A lei colaborou ainda para a diminuição em cerca de 10% da taxa de homicídio de mulheres dentro das residências, de acordo com o Ipea (Instituto de Pesquisa Econômica Aplicada) e é reconhecida pela ONU como uma das três melhores legislações do mundo no enfrentamento à violência contra as mulheres.

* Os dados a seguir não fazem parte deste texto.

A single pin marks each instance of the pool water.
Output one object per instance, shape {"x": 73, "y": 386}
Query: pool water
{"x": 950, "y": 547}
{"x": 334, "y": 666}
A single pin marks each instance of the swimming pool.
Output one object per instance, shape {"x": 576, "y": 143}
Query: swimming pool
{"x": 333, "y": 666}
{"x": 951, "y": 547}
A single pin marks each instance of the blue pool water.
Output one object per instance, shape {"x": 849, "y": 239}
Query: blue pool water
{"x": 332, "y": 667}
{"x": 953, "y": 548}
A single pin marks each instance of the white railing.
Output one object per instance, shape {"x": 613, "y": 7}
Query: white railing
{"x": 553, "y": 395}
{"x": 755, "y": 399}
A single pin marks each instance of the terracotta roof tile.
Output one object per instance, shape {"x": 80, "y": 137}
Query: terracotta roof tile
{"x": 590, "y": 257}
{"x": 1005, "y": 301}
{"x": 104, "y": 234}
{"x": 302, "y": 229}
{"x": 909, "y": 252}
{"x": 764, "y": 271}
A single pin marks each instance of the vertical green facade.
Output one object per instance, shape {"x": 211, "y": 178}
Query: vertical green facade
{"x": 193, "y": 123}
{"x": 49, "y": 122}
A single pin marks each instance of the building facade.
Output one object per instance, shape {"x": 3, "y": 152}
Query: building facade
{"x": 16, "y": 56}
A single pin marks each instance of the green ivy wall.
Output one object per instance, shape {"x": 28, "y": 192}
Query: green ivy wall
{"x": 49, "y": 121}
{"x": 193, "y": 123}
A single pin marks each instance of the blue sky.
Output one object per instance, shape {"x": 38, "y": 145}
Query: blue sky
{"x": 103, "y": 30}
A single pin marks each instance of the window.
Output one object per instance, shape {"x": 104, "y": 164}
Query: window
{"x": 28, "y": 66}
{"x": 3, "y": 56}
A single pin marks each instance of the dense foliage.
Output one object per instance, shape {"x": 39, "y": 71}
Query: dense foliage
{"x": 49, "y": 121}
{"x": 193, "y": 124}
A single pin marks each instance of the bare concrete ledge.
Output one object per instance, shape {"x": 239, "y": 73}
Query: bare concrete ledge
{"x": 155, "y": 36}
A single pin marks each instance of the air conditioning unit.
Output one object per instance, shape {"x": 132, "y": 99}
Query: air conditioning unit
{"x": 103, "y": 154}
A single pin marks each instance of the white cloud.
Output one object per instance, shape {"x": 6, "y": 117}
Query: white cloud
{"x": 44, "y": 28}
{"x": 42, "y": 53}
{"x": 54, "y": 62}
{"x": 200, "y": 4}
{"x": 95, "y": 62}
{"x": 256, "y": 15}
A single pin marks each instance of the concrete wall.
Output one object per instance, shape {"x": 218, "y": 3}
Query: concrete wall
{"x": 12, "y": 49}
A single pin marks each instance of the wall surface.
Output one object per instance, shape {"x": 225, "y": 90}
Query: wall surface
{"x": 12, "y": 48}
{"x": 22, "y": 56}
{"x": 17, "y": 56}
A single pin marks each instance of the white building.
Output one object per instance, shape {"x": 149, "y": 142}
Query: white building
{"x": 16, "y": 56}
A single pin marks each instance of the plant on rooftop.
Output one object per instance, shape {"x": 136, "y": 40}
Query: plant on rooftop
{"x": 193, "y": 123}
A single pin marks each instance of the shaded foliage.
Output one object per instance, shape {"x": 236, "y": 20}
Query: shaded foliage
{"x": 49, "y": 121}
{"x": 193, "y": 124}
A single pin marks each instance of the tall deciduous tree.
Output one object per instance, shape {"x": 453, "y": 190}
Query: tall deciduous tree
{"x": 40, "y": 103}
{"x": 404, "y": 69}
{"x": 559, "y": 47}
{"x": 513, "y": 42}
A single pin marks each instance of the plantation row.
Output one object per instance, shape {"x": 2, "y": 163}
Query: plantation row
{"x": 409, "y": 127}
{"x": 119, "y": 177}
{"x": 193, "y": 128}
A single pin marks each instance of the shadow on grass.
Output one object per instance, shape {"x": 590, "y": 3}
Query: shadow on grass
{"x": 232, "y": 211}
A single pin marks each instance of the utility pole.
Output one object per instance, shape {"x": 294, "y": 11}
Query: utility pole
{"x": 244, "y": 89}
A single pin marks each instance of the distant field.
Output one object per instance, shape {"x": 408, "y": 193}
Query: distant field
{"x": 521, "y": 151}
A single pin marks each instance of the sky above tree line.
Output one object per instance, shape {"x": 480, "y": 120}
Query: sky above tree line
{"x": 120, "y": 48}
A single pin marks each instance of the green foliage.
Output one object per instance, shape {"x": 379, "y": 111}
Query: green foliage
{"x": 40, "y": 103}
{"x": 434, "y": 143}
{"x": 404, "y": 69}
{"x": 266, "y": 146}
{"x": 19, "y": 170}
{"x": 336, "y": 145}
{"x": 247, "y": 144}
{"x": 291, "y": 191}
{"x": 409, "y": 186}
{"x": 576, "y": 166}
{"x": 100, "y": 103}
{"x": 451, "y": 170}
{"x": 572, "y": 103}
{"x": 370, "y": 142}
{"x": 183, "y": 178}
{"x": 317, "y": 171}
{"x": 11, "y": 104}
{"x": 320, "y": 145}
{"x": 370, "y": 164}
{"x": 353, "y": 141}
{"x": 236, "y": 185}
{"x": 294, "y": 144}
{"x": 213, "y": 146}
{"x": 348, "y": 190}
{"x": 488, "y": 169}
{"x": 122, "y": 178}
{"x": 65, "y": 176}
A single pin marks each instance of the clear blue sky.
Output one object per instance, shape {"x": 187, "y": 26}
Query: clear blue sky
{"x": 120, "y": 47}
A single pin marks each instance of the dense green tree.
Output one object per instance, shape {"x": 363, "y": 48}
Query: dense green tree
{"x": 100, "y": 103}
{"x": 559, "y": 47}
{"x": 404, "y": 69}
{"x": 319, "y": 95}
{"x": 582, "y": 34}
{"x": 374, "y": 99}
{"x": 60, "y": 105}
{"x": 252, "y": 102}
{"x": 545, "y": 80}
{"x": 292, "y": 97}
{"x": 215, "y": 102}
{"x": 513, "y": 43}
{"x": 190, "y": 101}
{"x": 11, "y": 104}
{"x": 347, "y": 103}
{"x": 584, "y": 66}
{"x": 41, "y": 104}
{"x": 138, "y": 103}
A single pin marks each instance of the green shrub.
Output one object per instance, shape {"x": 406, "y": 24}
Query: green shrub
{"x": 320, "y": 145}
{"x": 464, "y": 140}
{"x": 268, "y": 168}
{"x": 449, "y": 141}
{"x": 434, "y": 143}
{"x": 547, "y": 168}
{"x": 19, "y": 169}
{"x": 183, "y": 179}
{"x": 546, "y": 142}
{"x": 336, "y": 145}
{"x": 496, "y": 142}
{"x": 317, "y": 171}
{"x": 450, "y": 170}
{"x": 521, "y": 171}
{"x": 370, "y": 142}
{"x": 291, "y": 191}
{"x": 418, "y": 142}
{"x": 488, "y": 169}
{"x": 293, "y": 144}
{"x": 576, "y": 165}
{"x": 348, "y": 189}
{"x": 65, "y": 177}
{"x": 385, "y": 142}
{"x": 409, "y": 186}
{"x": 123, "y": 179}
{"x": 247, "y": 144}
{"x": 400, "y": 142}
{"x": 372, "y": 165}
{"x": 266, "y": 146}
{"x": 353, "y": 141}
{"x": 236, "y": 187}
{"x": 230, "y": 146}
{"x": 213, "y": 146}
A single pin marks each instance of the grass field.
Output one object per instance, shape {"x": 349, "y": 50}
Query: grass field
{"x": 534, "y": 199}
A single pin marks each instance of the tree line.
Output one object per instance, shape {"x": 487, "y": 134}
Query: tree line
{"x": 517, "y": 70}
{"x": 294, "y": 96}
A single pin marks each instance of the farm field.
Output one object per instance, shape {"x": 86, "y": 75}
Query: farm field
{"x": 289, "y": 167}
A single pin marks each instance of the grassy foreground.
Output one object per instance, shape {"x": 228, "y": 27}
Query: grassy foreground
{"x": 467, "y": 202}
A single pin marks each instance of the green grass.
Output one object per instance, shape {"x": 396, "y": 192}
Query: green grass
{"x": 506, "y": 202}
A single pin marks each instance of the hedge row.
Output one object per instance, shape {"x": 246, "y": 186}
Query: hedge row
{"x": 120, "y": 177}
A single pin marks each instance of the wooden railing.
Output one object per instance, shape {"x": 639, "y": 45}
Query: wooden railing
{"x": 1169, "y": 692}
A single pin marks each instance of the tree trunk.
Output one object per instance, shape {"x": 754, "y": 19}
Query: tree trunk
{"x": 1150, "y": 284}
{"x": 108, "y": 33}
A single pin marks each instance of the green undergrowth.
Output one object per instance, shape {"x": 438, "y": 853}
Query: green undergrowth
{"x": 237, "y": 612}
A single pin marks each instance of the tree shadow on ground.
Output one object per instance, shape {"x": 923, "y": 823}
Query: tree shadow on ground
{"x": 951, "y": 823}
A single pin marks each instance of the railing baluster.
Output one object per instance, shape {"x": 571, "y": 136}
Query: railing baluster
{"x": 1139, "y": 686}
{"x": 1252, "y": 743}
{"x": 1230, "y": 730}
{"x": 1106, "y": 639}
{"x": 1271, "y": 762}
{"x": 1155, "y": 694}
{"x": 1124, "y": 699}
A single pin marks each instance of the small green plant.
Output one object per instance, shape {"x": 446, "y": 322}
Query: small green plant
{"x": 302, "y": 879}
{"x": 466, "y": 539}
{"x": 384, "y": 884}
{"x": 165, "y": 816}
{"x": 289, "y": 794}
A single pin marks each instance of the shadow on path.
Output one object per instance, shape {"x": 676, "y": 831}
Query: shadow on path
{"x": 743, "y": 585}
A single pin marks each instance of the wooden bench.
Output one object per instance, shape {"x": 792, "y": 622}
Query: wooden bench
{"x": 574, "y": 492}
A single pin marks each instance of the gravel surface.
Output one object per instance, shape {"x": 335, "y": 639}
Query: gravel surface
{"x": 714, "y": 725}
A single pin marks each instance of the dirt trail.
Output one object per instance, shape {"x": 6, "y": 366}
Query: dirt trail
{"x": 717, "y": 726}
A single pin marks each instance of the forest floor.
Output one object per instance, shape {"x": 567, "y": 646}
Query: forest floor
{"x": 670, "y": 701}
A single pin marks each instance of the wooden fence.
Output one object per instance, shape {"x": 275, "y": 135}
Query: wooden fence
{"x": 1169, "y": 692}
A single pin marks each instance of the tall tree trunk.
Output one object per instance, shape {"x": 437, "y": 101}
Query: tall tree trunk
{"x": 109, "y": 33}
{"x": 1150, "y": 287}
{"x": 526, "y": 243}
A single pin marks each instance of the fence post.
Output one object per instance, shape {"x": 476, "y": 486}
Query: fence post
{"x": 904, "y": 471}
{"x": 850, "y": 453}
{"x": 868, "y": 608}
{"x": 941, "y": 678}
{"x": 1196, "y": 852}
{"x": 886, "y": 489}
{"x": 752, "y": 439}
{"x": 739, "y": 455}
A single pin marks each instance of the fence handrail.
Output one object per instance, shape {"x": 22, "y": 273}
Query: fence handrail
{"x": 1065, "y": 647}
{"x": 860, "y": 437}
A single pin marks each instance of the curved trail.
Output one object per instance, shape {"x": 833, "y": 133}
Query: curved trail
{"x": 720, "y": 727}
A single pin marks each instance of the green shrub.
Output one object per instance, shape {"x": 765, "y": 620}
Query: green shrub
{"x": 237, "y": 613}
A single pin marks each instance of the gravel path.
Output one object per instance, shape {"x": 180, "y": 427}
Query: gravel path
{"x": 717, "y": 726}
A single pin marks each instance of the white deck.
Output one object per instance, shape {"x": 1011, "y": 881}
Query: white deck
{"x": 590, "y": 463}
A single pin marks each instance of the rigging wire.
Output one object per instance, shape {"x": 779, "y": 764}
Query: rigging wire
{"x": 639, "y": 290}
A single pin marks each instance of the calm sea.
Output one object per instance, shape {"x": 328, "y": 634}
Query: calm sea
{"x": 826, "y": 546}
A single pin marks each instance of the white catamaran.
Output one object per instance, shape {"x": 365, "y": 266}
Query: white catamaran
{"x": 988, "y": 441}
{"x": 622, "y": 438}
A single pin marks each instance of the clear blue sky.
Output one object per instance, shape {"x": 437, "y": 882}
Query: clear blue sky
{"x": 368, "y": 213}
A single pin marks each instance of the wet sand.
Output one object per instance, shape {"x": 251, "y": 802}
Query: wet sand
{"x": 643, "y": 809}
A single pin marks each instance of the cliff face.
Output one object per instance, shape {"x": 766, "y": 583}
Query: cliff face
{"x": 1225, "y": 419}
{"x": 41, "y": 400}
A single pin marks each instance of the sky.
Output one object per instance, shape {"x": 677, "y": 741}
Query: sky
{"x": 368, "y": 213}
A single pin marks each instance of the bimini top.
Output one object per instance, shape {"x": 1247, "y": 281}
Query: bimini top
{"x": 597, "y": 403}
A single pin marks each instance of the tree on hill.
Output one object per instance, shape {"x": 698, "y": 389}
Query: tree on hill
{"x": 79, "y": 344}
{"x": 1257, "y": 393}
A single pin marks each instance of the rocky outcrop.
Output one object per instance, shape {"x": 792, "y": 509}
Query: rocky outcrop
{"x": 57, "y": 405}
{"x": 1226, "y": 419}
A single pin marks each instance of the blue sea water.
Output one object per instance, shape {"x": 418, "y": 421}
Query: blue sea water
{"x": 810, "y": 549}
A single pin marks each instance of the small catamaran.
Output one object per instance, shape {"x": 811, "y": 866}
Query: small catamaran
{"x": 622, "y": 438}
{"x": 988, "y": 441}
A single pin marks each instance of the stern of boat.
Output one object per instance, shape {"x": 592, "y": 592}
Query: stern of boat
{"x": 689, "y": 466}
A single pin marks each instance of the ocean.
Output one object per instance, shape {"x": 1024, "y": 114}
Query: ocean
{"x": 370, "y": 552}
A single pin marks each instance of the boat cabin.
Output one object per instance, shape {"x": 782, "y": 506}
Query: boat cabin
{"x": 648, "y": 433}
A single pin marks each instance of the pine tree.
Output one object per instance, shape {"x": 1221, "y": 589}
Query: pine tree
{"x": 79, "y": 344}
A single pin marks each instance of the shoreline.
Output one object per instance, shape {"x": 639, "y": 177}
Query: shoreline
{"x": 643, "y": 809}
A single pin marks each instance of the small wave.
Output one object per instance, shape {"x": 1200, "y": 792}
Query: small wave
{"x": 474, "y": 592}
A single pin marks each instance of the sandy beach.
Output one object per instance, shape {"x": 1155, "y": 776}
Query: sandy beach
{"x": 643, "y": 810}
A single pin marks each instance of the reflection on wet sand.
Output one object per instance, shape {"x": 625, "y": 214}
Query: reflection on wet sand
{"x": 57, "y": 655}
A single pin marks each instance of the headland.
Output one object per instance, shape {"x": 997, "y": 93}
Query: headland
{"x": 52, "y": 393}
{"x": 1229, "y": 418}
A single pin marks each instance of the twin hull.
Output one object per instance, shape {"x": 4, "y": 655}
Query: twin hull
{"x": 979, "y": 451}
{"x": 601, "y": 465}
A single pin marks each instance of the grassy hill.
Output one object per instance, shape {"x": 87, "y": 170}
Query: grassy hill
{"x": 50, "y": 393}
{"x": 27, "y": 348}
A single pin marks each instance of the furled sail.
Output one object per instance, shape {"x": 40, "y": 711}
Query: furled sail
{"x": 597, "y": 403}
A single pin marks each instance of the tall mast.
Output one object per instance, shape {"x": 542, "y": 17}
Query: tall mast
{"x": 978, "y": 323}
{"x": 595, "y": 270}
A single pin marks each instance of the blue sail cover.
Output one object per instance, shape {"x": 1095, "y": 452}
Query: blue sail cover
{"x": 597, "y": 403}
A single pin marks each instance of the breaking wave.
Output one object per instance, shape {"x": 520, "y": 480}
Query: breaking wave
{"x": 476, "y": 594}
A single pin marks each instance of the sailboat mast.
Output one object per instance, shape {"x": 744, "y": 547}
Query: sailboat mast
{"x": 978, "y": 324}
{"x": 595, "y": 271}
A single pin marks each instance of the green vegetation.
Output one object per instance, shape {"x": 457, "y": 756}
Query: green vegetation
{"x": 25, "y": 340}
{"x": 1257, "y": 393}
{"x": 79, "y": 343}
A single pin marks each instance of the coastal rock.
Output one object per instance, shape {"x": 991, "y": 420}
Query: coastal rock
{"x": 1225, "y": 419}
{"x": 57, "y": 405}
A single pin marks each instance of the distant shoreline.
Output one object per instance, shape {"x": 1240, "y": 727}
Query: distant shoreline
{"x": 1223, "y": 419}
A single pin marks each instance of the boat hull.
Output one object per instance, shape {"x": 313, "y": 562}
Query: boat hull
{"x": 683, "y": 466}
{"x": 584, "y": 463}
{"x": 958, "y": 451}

ONGs suprem descaso de poder público
Mesmo com a possibilidade de denúncia e uma lei que a ampare, a garantia de políticas públicas à mulher ainda é falha no sistema público. É o que afirma a representante da ONG Mais Marias, de Curitiba, Maria Leticia Fagundes. As ONGs só existem porque o poder público não dá a atenção necessária e se omite perante esse problema. Os Cras e Creas [Centros de Referência em Assistência Social] não conseguem atender toda a demanda e infelizmente, o esforço [das esferas públicas] ainda é pequeno, lamenta. Maria Leticia não fala apenas da assistência social e psicológica às vítimas, mas também da implantação de mais delegacias que atendam ao público feminino. A mulher não pode procurar uma delegacia qualquer para denunciar uma agressão. Neste caso, só nas delegacias especializadas, que não existem na maioria dos municípios paranaenses, diz. A ONG Mais Marias foi criada em 2012, e desde lá atendeu mais de três mil mulheres. Os atendimentos são feitos também pela internet, dando assistência a todo o Brasil pelo www.maismarias.com.